Surveys mislead when firms control the investment climate

Is India’s investment climate truly improving? The ‘Doing Business 2017’ report of the World Bank shows India improving only marginally from 131st to 130th position among surveyed countries. Meanwhile the industry ministry’s ‘Assessment of State Implementation of Business Reforms 2015-16’ claims that implementation of a 340-point reform programme by the states has improved to 48.9% from just 32% the previous year.

Which version should readers believe? Neither. Both reports describe changes in rules rather in practice. The reports cannot capture the role of money and influence to get clearances. Enormous hurdles can vanish with a bribe or telephone call.

The Doing Business report shows India is a difficult place for honest, rule-bound business. But it’s not bad at all for businesses that can handle the system. That’s why billions of dollars of foreign investment are pouring in even as World Bank ratings show countries like India and China in a poor light.

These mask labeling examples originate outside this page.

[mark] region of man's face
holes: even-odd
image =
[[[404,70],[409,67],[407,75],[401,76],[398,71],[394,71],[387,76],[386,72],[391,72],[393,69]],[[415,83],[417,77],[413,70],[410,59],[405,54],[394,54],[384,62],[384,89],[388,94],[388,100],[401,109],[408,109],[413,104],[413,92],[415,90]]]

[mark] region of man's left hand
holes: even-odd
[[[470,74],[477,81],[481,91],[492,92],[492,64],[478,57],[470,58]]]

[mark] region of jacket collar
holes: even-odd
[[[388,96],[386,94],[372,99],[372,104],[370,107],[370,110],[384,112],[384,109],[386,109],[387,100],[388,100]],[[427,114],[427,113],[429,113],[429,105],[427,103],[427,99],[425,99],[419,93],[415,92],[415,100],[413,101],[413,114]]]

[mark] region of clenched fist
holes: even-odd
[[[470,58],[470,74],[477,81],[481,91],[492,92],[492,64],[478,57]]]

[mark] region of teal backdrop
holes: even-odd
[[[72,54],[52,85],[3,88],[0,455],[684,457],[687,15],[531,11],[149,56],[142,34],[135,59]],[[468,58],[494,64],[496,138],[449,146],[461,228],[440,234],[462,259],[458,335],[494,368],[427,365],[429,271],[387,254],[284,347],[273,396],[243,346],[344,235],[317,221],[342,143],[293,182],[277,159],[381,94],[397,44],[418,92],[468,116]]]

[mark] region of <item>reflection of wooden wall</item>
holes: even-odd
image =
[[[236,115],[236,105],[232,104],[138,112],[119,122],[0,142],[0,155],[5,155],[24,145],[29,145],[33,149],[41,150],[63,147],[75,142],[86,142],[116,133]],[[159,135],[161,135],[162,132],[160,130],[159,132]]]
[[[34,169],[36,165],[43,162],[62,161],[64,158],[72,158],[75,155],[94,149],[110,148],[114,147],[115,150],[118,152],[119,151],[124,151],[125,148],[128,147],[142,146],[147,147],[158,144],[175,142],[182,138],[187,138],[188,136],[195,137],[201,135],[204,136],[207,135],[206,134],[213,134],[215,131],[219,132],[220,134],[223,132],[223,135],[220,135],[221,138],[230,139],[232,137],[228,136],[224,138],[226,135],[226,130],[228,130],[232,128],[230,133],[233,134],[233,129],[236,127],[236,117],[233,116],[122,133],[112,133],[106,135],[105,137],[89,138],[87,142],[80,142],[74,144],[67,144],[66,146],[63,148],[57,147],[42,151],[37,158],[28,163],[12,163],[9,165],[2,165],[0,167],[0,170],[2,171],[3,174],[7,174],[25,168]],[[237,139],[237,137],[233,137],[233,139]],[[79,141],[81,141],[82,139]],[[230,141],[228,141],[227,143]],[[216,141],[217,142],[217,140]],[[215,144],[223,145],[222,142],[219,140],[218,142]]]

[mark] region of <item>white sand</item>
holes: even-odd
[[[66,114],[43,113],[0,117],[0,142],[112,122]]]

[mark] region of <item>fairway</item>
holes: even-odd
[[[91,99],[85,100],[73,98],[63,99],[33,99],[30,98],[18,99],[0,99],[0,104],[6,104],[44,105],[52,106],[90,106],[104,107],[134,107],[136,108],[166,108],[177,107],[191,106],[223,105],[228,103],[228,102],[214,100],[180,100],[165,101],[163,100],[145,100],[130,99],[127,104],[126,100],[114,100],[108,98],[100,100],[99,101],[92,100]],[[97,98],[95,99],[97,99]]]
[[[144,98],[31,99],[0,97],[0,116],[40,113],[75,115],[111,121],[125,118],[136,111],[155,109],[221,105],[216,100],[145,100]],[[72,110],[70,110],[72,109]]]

Critics have long pilloried the shortcomings of the Doing Business report. Yet it has become popular, warts and all, because it captures at least the formal hurdles facing honest business, and promotes competition between countries.

The most devastating expose of its shortcomings came in a World Bank study by Hallward-Driemeier and Lant Pritchett. They compared data for a large group of countries from the Doing Business survey with that from a separate Business Enterprise survey, also done by the Bank. They examined three indicators — the time taken for obtaining construction permits, starting a business or operating licence, and the delay in importing goods. They found the average time taken for all three was far less in the Enterprise surveys.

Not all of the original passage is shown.